Quem cantava a pedra do retorno de Brendan Fraser já pode anunciar: “eu avisei!”. “The Whale” é um filme que dá a devida vitrine ao astro e o coloca na dianteira da disputa do Oscar de Melhor Ator do ano que vem. Exibido no Festival de Londres depois da estreia badalada em Veneza, o novo longa de Darren Aronofsky é um emocionante conto de redenção.

Fraser interpreta Charlie, um professor de literatura que, após sofrer um infarto, resolve mover céus e terra para se reconectar com a filha afastada Ellie (Sadie Sink, da série “Stranger Things“). Dois grandes problemas se desenham: de um lado, enquanto obeso, o infarto coloca o corpo de Charlie em parafuso e ele sabe não ter muito tempo. De outro, Ellie não está disposta a perdoar o abandono parental do dia para a noite.

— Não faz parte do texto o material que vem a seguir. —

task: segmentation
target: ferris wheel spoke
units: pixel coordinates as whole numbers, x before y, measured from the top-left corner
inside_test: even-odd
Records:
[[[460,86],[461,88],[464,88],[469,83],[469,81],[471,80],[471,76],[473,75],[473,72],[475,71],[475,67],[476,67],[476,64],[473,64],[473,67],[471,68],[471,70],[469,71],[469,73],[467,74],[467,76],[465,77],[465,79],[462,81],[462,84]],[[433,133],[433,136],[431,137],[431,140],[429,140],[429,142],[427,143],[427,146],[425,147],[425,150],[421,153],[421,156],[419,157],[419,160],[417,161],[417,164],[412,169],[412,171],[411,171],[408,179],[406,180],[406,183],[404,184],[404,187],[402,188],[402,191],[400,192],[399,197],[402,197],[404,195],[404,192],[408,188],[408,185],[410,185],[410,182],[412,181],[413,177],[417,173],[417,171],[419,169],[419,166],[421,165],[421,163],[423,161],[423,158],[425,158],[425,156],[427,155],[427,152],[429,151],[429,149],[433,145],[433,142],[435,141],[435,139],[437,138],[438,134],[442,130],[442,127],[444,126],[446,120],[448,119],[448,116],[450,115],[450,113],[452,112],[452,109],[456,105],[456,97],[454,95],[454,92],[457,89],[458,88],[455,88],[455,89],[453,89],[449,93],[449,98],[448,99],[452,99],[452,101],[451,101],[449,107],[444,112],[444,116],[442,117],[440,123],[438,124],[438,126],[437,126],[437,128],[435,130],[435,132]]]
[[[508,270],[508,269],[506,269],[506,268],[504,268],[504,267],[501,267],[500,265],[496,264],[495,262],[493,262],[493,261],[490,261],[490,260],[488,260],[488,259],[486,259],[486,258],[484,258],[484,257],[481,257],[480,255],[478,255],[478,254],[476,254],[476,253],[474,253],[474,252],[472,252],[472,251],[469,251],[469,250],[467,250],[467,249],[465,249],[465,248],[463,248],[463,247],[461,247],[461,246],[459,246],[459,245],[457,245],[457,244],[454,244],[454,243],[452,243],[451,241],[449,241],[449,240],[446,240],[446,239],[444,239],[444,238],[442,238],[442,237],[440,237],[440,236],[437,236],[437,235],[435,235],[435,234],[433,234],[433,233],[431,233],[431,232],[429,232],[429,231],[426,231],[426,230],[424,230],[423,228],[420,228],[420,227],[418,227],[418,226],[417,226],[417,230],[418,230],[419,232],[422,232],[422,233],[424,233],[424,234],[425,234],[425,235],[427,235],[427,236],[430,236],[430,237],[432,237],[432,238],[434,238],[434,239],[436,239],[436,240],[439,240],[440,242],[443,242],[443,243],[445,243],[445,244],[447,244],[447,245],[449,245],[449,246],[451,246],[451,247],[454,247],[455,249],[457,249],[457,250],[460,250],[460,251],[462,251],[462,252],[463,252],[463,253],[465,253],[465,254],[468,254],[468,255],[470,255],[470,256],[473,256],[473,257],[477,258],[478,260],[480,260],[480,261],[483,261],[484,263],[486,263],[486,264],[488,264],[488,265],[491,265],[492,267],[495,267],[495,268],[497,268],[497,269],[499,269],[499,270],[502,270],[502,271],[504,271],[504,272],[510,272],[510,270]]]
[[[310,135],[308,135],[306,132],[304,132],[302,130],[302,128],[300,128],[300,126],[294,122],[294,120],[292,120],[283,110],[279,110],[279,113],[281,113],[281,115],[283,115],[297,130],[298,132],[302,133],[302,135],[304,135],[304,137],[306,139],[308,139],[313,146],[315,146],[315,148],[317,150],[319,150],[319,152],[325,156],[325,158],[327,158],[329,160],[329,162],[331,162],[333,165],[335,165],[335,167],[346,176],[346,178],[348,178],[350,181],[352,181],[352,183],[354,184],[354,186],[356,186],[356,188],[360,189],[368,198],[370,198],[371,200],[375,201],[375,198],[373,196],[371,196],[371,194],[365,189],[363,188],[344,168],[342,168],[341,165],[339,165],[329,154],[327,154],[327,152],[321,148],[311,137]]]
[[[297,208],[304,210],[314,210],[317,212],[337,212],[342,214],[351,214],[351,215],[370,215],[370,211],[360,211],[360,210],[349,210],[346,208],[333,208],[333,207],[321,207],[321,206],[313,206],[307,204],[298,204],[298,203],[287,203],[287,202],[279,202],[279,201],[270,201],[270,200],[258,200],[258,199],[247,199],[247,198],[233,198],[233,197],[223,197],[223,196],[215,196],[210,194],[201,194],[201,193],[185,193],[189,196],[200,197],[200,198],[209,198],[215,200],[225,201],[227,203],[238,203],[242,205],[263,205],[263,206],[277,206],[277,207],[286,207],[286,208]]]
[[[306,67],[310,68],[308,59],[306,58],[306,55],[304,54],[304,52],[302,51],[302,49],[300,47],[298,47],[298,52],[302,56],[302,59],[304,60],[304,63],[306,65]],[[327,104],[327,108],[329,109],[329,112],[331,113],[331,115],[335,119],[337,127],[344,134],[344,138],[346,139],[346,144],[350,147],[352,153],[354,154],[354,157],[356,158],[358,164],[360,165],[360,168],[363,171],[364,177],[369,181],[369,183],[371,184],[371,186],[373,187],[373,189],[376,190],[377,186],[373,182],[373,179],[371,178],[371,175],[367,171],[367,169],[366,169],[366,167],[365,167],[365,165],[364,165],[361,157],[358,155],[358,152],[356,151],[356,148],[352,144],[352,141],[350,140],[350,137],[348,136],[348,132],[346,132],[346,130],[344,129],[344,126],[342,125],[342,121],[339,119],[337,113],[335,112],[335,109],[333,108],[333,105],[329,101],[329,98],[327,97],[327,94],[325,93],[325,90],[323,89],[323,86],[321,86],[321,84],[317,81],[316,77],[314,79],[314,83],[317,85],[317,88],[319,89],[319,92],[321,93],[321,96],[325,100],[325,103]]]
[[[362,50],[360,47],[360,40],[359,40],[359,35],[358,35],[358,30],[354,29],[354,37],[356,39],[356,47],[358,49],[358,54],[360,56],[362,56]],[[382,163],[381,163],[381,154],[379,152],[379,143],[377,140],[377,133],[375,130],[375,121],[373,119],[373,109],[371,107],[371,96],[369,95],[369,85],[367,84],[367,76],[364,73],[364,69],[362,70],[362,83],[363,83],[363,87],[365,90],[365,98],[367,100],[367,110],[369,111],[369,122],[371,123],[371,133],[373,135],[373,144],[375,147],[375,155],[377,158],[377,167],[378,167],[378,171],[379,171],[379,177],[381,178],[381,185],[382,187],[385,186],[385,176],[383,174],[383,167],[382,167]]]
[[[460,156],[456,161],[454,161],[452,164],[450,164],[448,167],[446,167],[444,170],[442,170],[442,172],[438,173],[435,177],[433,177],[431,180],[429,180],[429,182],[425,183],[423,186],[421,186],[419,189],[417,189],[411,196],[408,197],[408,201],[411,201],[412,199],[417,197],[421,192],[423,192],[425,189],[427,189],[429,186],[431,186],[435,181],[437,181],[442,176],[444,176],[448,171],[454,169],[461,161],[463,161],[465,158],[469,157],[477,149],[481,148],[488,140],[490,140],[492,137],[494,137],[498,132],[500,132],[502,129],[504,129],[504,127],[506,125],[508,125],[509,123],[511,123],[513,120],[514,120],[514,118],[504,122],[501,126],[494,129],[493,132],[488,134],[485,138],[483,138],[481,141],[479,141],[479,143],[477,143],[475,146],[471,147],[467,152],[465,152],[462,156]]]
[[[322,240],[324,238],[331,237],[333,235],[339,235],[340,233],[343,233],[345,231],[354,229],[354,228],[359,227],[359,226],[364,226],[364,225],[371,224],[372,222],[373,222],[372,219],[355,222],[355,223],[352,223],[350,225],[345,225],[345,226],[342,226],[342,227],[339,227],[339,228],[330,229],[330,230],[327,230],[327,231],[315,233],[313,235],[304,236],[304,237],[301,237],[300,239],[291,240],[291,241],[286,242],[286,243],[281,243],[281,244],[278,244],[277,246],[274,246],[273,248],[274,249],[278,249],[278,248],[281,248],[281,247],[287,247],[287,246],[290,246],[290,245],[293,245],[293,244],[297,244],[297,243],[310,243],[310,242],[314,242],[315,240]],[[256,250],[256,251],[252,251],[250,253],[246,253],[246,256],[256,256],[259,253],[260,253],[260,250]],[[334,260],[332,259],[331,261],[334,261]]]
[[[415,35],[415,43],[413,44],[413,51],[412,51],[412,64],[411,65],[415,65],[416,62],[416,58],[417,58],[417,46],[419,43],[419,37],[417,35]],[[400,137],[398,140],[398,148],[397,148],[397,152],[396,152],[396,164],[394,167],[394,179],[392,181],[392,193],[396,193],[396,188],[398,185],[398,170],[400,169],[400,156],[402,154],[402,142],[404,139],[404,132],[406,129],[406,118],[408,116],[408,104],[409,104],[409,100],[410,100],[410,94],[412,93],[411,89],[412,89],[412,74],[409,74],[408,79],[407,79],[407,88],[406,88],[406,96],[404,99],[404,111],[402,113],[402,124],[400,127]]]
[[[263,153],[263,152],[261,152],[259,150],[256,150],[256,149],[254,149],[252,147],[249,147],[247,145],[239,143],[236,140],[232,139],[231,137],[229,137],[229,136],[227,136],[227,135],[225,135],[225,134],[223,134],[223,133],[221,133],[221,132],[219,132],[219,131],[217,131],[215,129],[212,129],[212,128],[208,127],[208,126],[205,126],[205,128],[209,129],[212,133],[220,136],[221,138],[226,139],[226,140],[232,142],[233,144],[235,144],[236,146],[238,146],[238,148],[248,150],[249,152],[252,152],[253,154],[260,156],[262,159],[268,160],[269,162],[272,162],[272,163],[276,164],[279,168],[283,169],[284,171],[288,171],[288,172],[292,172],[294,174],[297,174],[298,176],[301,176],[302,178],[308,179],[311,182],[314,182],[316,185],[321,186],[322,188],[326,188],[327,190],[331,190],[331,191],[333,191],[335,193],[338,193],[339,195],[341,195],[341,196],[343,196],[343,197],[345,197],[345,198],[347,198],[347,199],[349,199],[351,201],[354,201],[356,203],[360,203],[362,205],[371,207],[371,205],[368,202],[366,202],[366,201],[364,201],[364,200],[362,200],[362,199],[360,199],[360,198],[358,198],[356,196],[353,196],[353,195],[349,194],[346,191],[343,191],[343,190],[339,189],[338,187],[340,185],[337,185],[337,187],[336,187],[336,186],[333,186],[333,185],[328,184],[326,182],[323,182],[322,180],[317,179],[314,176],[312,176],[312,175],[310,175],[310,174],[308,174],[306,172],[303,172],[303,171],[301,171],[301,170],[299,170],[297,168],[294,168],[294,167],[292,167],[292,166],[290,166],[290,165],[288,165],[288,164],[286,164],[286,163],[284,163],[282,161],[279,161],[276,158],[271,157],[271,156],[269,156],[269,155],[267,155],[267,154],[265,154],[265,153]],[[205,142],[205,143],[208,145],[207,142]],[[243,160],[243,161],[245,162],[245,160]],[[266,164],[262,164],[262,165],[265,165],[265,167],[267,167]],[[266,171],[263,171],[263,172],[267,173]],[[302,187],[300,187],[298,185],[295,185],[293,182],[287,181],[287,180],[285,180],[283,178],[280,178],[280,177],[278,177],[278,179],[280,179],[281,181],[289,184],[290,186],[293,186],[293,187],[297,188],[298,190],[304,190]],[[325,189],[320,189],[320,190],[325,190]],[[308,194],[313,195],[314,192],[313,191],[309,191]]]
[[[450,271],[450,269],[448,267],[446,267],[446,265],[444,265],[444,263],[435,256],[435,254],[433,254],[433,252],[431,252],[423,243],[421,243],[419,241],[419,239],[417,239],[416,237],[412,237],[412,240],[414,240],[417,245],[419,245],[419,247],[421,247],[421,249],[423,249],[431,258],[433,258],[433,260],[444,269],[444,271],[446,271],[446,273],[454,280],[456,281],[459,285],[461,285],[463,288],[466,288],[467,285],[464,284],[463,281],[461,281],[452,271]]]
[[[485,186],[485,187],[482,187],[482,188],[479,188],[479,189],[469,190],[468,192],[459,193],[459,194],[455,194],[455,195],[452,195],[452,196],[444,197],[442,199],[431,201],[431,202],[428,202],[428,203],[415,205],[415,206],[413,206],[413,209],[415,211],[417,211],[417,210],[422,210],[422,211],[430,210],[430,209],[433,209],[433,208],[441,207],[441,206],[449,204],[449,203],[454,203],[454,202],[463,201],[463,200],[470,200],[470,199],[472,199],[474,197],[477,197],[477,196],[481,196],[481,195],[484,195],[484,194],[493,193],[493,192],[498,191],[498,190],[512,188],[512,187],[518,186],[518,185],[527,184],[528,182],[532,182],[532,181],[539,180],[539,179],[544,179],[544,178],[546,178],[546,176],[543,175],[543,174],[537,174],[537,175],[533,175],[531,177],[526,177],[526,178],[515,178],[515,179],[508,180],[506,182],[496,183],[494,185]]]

Aronofsky não é um artista conhecido pelas histórias calorosas e seu cinema é, antes de tudo, focado em método e estrutura. Dito isto, em “The Whale”, ele alcança o maior equilíbrio entre suas obsessões e um drama tocante desde “O Lutador”. Não por acaso, a narrativa base de ambos os filmes é a mesma: um homem isolado, com uma porção de más decisões nas costas, tentando se reaproximar da filha.

UM FEITO DE BRENDAN FRASER

“The Whale”, no entanto, dá maior peso (com o perdão da expressão) a essa narrativa devido ao roteiro de Samuel D. Hunter. Adaptando sua própria peça para a telona, o roteirista transforma uma história de desconexão familiar em um tratado sobre culpa, coragem e moralismo religioso.

No decorrer de cinco dias (devidamente sinalizados em cena), a pequena existência de Charlie vai dando espaço à sua responsabilidade para com Ellie e o retorno dela em sua vida reacende a dor de traumas antigos. Através da jovem, o público descobre como Charlie abandonou sua família para se relacionar com um de seus alunos e como esse romance acabou tragicamente com o suicídio de seu parceiro.

Religião é um grande interesse de Aronofsky e aqui, ele explora a intolerância por motivos religiosos com uma sensibilidade ímpar. Longe dos elementos fantásticos de “Noé” e do profundo simbolismo de “mãe!“, este filme vem carregado de um realismo que favorece este material.

O elenco de apoio está incrível, com destaque para Sink e Hong Chau (da série “Watchmen“), que interpreta Liz, enfermeira e melhor amiga de Charlie. No entanto, o filme é de Fraser, que domina a telona numa performance vulnerável e magnética. Ele imbui seu protagonista com um talento para ver o bem em todas as pessoas e a fragilidade de quem levou todas as surras que a vida podia dar.

É um feito do ator conseguir partir o coração do público sem recorrer a manipulações baratas e isso, de certa forma, pode ser dito do filme como um todo. À sua maneira, “The Whale” é uma história sobre pessoas muito feridas buscando salvação. Elas conseguem? É uma questão em aberto. Charlie acredita que isso é possível. Liz discorda. Ellie nem vê ponto na pergunta. Você decide.